By Liz Holbrook
MADISON, WI (WSAU) — A bill to help buy back two idled paper mills has passed one chamber of the Wisconsin legislature.
Tuesday evening the Wisconsin Assembly passed Bill 367, informally known as the Mill Bill, to fund a $50 million loan for the purchase of the idled Verso mill in Wisconsin Rapids and a $15 million loan for the mill in Park Falls. The money for the loans will come from both the state’s share of the American Rescue Plan Act (ARPA) funding and from the State of Wisconsin’s Board of Commissioners of Public Lands.
But after the state received a memo from the nonpartisan Legislative Fiscal Bureau, that the loans might not be allowed under ARPA, potentially jeopardizing the funding, Governor Evers convened a bipartisan coalition to add an amendment to the bill.
Representatives included in the meeting on Monday were Scott Krug (R-Nekoosa), Katrina Shankland (D-Stevens Point), Beth Meyers (D-Bayfield), Minority Leader Janet Bewley (D-Mason), State Senator Patrick Testin (R-Stevens Point), Wisconsin Rapids Mayor Shane Blaser, Park Falls Mayor Michael Bablick, workers, and leaders from the Wisconsin Economic Development Corporation.
While the group put together a bipartisan amendment, it was not taken up by the full Assembly on Tuesday.
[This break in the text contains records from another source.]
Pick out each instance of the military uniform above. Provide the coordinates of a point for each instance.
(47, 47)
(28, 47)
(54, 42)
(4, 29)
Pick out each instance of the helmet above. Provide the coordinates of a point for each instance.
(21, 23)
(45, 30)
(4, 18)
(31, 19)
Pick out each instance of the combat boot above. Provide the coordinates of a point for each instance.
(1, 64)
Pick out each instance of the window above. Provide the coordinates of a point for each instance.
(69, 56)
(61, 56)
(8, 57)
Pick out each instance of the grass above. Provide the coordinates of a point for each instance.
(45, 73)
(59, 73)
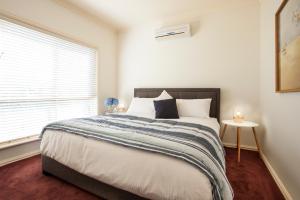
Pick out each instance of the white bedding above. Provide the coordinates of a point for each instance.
(147, 174)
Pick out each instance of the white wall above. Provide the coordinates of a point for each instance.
(223, 52)
(57, 18)
(280, 111)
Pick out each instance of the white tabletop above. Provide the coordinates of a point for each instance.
(240, 124)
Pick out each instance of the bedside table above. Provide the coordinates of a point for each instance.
(244, 124)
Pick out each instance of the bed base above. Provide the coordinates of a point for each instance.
(52, 167)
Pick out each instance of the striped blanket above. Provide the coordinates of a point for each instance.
(196, 144)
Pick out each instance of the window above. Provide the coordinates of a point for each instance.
(42, 79)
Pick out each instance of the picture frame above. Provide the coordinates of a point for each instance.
(287, 46)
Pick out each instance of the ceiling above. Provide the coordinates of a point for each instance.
(126, 13)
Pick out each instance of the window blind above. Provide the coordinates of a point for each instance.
(42, 79)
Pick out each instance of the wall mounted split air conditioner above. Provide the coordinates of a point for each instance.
(173, 32)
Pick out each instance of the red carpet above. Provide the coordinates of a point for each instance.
(24, 180)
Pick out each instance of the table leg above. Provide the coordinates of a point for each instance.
(223, 132)
(256, 141)
(238, 142)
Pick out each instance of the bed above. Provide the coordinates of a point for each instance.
(116, 168)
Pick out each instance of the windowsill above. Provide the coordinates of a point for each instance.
(16, 142)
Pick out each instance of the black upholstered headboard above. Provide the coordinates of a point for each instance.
(186, 93)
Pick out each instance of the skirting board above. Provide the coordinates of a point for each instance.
(19, 157)
(273, 173)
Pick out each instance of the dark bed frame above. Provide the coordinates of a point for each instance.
(52, 167)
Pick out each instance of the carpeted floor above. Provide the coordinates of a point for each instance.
(24, 180)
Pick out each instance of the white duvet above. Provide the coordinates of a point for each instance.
(146, 174)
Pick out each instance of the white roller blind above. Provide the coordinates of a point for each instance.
(42, 79)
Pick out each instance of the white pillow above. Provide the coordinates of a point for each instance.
(164, 95)
(193, 107)
(143, 107)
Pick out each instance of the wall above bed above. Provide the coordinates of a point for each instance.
(223, 52)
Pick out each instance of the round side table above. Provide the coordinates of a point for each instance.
(239, 125)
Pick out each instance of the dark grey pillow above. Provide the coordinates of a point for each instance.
(166, 109)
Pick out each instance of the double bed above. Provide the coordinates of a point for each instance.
(121, 156)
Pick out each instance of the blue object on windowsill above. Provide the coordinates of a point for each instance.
(110, 104)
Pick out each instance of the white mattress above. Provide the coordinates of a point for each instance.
(147, 174)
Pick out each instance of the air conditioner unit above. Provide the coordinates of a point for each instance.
(173, 31)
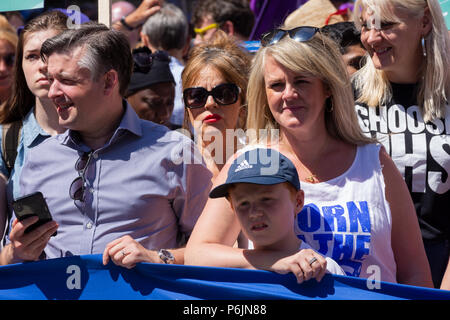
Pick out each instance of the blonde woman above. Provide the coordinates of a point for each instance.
(357, 208)
(214, 84)
(403, 99)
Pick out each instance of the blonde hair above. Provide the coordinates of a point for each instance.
(7, 32)
(372, 84)
(223, 54)
(320, 58)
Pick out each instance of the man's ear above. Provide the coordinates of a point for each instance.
(299, 201)
(228, 28)
(111, 81)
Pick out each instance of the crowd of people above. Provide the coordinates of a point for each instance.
(162, 139)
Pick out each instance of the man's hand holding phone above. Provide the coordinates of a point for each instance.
(30, 232)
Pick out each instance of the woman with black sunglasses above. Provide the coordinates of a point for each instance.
(357, 207)
(214, 86)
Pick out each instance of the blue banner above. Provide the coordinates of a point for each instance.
(85, 278)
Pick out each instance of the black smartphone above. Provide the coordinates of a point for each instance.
(32, 205)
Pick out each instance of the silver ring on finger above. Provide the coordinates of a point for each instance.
(314, 259)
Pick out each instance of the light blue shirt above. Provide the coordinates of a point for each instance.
(143, 183)
(31, 135)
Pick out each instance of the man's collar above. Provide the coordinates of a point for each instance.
(130, 122)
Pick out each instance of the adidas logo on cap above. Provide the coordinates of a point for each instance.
(243, 165)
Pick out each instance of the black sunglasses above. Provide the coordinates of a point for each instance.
(9, 59)
(299, 34)
(223, 94)
(78, 186)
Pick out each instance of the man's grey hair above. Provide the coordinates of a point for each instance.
(168, 28)
(104, 50)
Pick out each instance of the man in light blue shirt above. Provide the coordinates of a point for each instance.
(114, 184)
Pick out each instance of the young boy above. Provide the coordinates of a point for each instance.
(263, 189)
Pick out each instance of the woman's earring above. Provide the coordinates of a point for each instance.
(424, 47)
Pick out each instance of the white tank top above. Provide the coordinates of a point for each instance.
(349, 220)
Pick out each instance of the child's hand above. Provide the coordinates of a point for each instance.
(305, 264)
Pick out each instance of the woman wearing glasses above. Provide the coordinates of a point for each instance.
(403, 100)
(29, 109)
(357, 208)
(214, 86)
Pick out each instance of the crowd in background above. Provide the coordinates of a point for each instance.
(129, 131)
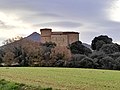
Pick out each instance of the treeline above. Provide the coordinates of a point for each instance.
(104, 54)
The amendment would have allowed more flexibility for a party to be eligible for the loans by adding “or another eligible buyer” language in the bill, given WEDC discretion to make the loans forgivable, provide greater flexibility for the buyer’s needs, and allowing WEDC to issue below-market interest rates for the mill loans.
Governor Evers released a statement on the amendment not being adopted by the full Assembly. “We had a great meeting where we worked together to address parties’ concerns and find consensus on a solution to get resources to Verso and the Park Falls Paper Mills and help support local families, communities, and economies in Wisconsin, so it’s pretty disappointing that it seems like those words yesterday from Republican legislators rang hollow and our bipartisan amendment wasn’t adopted by the Assembly.”
“We can’t afford for anyone to play politics with our state’s economic recovery. We had a great opportunity to get things done, support our paper industry, and protect good jobs for families in our state—it’s unfortunate all of that lost out to partisan politics today.”
The version of the bill that did pass the Assembly passed with bipartisan support on a 63-35 vote. The bill now moves onto the Senate for further consideration. The Senate version of the bill was recommended for passage by the Senate Committee on Economic and Workforce Development earlier on Tuesday.